The Reduction principle encourages scientists to use research methods that provide either comparable levels of information from fewer animals or more information from the same number of animals. The latter was achieved by the application of magnetic resonance imaging techniques,19 but compliance with the former condition is more problematic. Project reviewers interpret this parameter usually as the minimal number of animals that should be used for a ‘usable' result. Power calculations are applied to determine the minimal size of experimental and control groups, so that the effect of an experimental variable can be statistically tested. Critical variables in the power calculation are the disease incidence, the anticipated treatment effect and the variation in read-out parameters, such as the time to clinically evident disease or the disease severity. Due to the variable influence of genetic background and environmental factors, ironically being dominant autoimmune disease risk factors, variation is inherent to NHP disease models. The inevitable consequence of variation is that experimental groups may contain clinical low- or non-responders, which reduces disease incidence and thus requires larger group size.
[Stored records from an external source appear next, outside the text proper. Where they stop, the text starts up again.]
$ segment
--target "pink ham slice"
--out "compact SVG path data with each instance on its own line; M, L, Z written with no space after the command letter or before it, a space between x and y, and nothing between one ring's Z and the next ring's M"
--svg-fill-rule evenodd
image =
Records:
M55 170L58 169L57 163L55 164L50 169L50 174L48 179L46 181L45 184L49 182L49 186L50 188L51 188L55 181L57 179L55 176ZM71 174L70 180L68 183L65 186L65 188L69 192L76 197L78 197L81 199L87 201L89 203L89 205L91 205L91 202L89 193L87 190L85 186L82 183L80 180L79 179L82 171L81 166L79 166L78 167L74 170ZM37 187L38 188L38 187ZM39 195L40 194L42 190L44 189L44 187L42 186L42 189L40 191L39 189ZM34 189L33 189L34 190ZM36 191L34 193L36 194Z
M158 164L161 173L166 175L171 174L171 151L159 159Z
In rodent disease models this dilemma is bypassed by using well-established genetically homogeneous (inbred) SPF-bred strains and the usage of potent adjuvants (see below) to obtain high disease incidence and a synchronous disease course. However, a recent study raised questions on the relevance of immunologically immature SPF mice as relevant models of complex human diseases.3 Moreover, the usage of strong bacterial adjuvants conflicts with the Refinement and Relevance principles (see below).
The Refinement principle encourages scientists to use methods that minimize the discomfort from experimental procedures to the animals. A major point of concern with respect to the EAE model is that for reproducible disease induction strong adjuvants need to be used to pepper the immunogenic potency of self-antigens by disrupting the regulatory mechanisms that keep autoaggressive T and B cells under control.20 The most frequently used is complete Freund's adjuvant (CFA), which is an emulsion of heat-killed mycobacteria (M. tuberculosis or butyricum) in mineral oil. The mineral oil forms a depot for the finely dispersed antigen solution in aqueous buffer; the mycobacteria provide danger signals needed for ‘awakening' of the tolerized T and B cells. However, CFA is notorious for its seriously detrimental side effects, in particular the induction of severe ulcerative skin lesions at the injection sites, which are clearly caused by the mycobacteria. Usage of CFA in NHP is therefore discouraged.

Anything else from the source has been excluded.